Memoirs from 2034 (#2)

Sep 04, 2012 16:55

The thing that was true in 2012, and is still true today is that history has a way of apparent unfolding. Meaning that if you look back at history and the events that were occurring, it seems obvious that the result you have now is the result that was always going to happen. But if you voice a worry that things will result in a given way before they have happened, people think that there’s no possible way that this event could wind up leading to that outcome.

What we do know in 2034 is that a lot of little things were going on in the world that 2012’s America just dismissed as being things that happened in other places. What hubris and bland entitlement we Americans displayed when we said that those things weren’t first world issues; they were issues that only lazy or backwards cultures experienced as a result of inefficiency and lack of democracy. Like the Greek economy collapse. Like the overwhelming preponderance of AIDs in Africa, or the recurring outbreaks of ebola, or H1N1 or other respiratory viruses, or any of many other scary viral potentials. Then came the great 2015 boomer die off. No one is quite sure why it happened. Some are certain the conspiracy theories were true. Stories of an engineered virus attacking anyone over 50 so that Medicare and Social Security could be saved for the post-boomers flooded every node and hive. In the end it didn’t matter if it was a conspiracy with a goal or not. Both systems were bankrupt and scuttled in 2017.

I mentioned my theory of backward looking clarity to my hive yesterday. I wondered to them why this was true. They pointed out that events that are happening in the here and now are usually never presented clearly; the issue is almost always selectively presented for the outcome the presenter wants. I took that away with me and looked again at women returning to the hearth and wondered why they would do so. I was taught that they went happily, but also understood that women of the late 20th and very early 21st century outspokenly believed themselves to be equal to men - in effort, for pay, and in due of recognition. So why would these enlightened women willingly return home to be muted?

Again, the ten year recession loomed as a key factor.

Some local governments were faced with a choice: deny all benefits to everyone, or cut all essential services, or find a way to selectively provide benefits and services. Crime rates were unmanageable; there wasn’t enough money for an adequate police force and people blamed the lack of parental supervision. With the pressure to maintain the American lifestyle with any resemblance to the manner of which they were accustomed, many people began to blame two income families for stealing jobs completely from other families. Finally, some states made a bold choice to tie state provided welfare aid, health services, and unemployment benefits, not to mention tax deductions, to the number of wage earners for each address. A significant flat tax structure was implemented for all incomes under 500k a year. Poverty exemptions were removed. In addition, they passed laws that fined parents of children born outside of marriage. The state coffers fattened.

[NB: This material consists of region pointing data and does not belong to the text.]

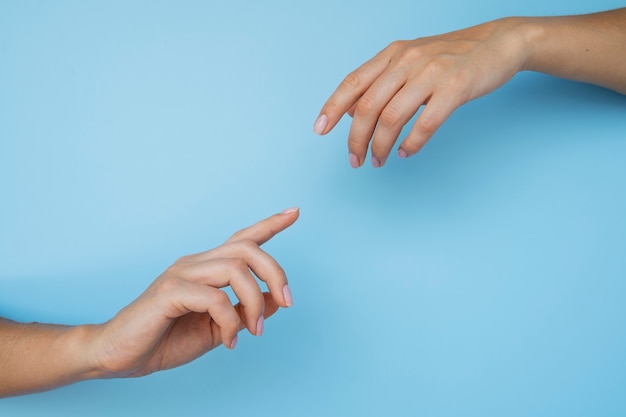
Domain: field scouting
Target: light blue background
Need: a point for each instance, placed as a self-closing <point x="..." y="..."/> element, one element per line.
<point x="483" y="277"/>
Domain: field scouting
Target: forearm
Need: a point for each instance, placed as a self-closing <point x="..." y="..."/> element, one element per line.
<point x="37" y="357"/>
<point x="589" y="48"/>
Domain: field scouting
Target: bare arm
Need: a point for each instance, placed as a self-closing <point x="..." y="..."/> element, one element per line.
<point x="36" y="357"/>
<point x="181" y="315"/>
<point x="446" y="71"/>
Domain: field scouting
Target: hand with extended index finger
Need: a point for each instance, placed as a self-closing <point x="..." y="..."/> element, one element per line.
<point x="184" y="313"/>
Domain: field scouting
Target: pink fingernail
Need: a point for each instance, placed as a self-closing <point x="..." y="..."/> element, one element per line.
<point x="287" y="295"/>
<point x="354" y="161"/>
<point x="320" y="124"/>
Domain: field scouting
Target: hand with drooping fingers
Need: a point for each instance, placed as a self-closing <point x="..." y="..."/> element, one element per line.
<point x="184" y="314"/>
<point x="441" y="73"/>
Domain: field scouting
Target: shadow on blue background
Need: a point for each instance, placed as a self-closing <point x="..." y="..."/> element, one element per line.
<point x="484" y="276"/>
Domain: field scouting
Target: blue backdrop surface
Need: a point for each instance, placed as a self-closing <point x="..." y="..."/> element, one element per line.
<point x="483" y="277"/>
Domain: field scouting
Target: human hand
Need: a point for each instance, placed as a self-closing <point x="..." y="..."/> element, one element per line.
<point x="183" y="313"/>
<point x="440" y="72"/>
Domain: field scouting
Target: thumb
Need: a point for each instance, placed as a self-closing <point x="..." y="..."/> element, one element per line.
<point x="264" y="230"/>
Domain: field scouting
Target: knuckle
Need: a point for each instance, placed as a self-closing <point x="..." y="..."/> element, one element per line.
<point x="396" y="46"/>
<point x="390" y="116"/>
<point x="220" y="297"/>
<point x="247" y="245"/>
<point x="352" y="80"/>
<point x="236" y="264"/>
<point x="427" y="124"/>
<point x="168" y="285"/>
<point x="365" y="105"/>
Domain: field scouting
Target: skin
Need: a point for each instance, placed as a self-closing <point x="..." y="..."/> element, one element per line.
<point x="181" y="315"/>
<point x="441" y="73"/>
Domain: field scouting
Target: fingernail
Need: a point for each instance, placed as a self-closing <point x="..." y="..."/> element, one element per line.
<point x="320" y="124"/>
<point x="287" y="295"/>
<point x="354" y="161"/>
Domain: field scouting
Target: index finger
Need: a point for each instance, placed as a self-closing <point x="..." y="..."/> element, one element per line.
<point x="264" y="230"/>
<point x="349" y="91"/>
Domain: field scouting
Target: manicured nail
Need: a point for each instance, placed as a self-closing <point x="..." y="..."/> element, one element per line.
<point x="287" y="295"/>
<point x="320" y="124"/>
<point x="354" y="161"/>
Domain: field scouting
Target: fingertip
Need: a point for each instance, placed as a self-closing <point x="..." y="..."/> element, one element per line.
<point x="287" y="296"/>
<point x="320" y="124"/>
<point x="290" y="210"/>
<point x="354" y="160"/>
<point x="233" y="343"/>
<point x="271" y="306"/>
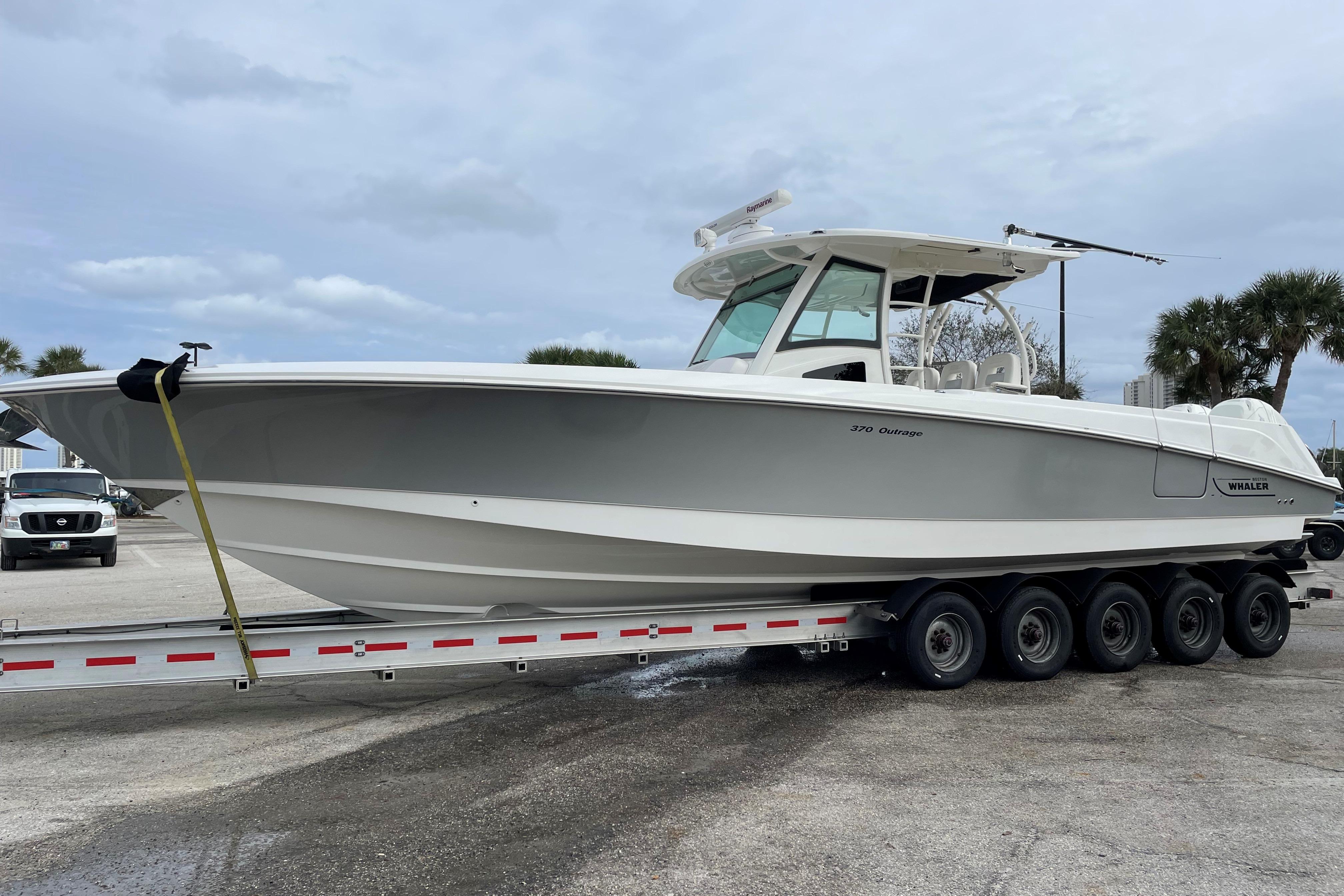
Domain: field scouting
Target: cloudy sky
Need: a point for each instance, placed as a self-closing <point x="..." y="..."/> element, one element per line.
<point x="461" y="182"/>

The Federals noticed quickly that reported state unemployment levels had dropped and payable government support had dramatically decreased. They adored the idea and rolled it out nationally. If you were married without children, two income households would be taxed at 60%, but single earner married households would be taxed at 25%. If you had children, two earner households were still taxed at 60% - forget about the dependency exemption, the additional tax dollars were needed to cover the inevitable additional burden on state services to manage your children because you were not there. However, if you were married with children and were a single earner household, your tax rate was just 15%. However, if you were married with children and if the state could not find the husband a job, they would house and feed the family. But they always found him a job. Manual infrastructure maintenance positions abounded. But if the state found him a job and he couldn’t or didn’t keep it, then the family was forcibly relocated to a remote indigent camp where everyone worked. Single mothers were considered to be abandoned and indigent, and were also subject to immediate relocation. Many women very quickly found a husband or returned to live with their parents.

But why wasn’t there a concern, a cry, a rally against enacting these policies? It wasn’t as though Americans weren’t familiar with the slippery slope being offered to them. They had listened for years to reports from dozens of places where women without a husband, father, or brother to speak for them couldn’t obtain some crucial thing necessary to life… whether it was medical treatment, living assistance, obtaining employment, or even being allowed to travel unescorted. In 2012, local cultures and traditions in Nepal, Afghanistan, Saudi Arabia, the DRC, Guatemala, Sudan, Mali, Chad, Yemen, the Solomon Islands, Niger, Pakistan, Ethiopia, and Iran all restricted women in some significant way. Looking back from today it seems plain that the path we were headed down only led backward. But looking at it in 2012? Well, anyone voicing a worry was just a making assistance more difficult for those that really needed it. What happened in those other, not first world countries would never happen here. Stop worrying and go spend some money on something. You’ll feel better.